Database

A small but real relational database engine, written from scratch in Swift. It implements the layers that sit underneath a SQL prompt — how bytes are laid out on disk, how pages are cached in memory, how rows and indexes are stored, how a query is turned into a plan and executed — and exposes them through an interactive sql shell.

It is built for learning. If you have used SQL but never seen what happens after you press enter, this codebase walks you down through every layer, with each layer small enough to read in one sitting.

Inspiration. The design follows the concepts taught in Database Systems on Modern CPU Architectures and Query Optimization at TU München (TUM): a buffer manager with a 2Q replacement policy, slotted pages with a free-space inventory, a B+-tree, external (on-disk) sorting, and the iterator/Volcano execution model. This is an independent Swift implementation of those ideas.

Quick start

Requirements: Swift 6.2+, macOS 13+ (Apple Silicon).

swift build            # build the library + the `sql` CLI
swift test             # run the test suite (132 tests)
swift run sql mydb     # open (or create) a database in ./mydb and start a REPL

A "database" is just a directory of files. Point the CLI at any path; it is created on first use.

$ swift run sql mydb
sql> CREATE TABLE users (id INTEGER, name CHAR(16), PRIMARY KEY (id));
CREATE TABLE
sql> INSERT INTO users VALUES (1, 'alice');
INSERT 1
sql> INSERT INTO users VALUES (2, 'bob');
INSERT 1
sql> SELECT id, name FROM users WHERE id = 1;
1,alice
sql> exit

Other ways to run it:

swift run sql mydb -c "SELECT * FROM users"   # run one statement and exit
swift run sql mydb -f script.sql              # run a file of ;-separated statements
swift run sql mydb --open-only                # fail if the database doesn't already exist

Documentation

API reference for every public type is published with DocC to GitHub Pages:

https://pauljohanneskraft.github.io/Database/documentation/database/

The landing page lists every public symbol grouped by kind, and each type links down to its members — so the whole API is reachable by clicking, no URL-guessing.
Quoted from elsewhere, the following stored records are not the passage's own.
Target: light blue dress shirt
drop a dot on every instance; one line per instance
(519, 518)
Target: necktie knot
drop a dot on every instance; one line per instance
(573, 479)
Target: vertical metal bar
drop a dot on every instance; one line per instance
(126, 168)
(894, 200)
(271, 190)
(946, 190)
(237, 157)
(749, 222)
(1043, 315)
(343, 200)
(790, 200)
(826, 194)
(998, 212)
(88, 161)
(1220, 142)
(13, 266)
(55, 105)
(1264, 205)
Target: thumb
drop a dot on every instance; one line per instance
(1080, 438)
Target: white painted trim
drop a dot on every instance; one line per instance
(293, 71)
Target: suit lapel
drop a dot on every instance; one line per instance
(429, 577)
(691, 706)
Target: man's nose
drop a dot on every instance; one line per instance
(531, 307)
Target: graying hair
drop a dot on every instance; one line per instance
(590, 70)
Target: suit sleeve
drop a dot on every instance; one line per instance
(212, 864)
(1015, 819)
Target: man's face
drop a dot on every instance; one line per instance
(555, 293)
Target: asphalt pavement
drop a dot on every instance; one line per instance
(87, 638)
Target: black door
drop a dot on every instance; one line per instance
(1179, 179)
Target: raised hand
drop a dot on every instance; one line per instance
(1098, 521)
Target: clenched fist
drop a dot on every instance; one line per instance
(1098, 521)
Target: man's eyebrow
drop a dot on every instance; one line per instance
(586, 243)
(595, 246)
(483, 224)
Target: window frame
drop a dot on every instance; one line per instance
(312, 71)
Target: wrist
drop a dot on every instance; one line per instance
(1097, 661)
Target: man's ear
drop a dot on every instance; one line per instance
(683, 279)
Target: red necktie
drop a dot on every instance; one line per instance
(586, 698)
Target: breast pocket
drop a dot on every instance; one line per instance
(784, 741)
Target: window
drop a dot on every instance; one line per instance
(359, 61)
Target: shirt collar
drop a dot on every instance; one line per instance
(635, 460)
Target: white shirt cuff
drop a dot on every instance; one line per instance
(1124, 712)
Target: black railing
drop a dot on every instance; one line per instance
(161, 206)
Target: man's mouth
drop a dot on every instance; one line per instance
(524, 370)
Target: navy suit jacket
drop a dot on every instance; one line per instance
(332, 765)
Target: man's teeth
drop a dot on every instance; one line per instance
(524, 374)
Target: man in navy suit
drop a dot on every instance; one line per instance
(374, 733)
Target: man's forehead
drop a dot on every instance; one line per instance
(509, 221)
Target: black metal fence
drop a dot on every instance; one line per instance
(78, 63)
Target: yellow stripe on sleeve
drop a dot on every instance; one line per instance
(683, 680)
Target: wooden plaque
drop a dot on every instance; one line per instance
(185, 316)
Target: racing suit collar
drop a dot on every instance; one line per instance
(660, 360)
The docs are rebuilt and redeployed on every push to main.

How the layers fit together

A query falls through these layers from top to bottom. Each is a directory under Sources/Database/.

Layer	Where	What it does
Storage	`Storage/`	Raw file I/O. `File` is the protocol; `PosixFile` is the `pread`/`pwrite` implementation. `Mutex` / `RWLock` are the locking primitives the upper layers latch with.
Buffer manager	`BufferManager/`	Caches fixed-size pages in memory so the engine isn't doing a disk read per row. `BufferManager` hands out `BufferFrame`s via `fix`/`unfix`, evicts cold pages with a 2Q policy, and is safe to call from many threads. A 64-bit page id is `16-bit segment id ∥ 48-bit page id`.
Slotted pages	`SlottedPages/`	Turns opaque pages into variable-length records. `SlottedPage` is the on-page layout; `SPSegment` stores/fetches/updates/deletes records addressed by `TID` (tuple id); `FSISegment` is the free-space inventory that finds a page with room.
B+-tree	`BTree/`	The index structure. `BTree` supports `insert`/`lookup`/`erase` with latch coupling for concurrency; `Char16` is the 16-byte key type used for `CHAR` columns.
Operators	`Operators/`	Query execution, "iterator model": every operator answers `open()` / `next()` / `close()` and pulls rows from its children one at a time. Values flow through shared `Register`s.
SQL front-end	`SQL/`	`Lexer` → `Parser` → `SemanticAnalysis` → `Planner` produce the operator tree; `SQLExecutor` is the one entry point the CLI and tests both call.
CLI	`Sources/SQL/`	`main.swift` — the `sql` REPL / script runner that wraps `SQLExecutor`.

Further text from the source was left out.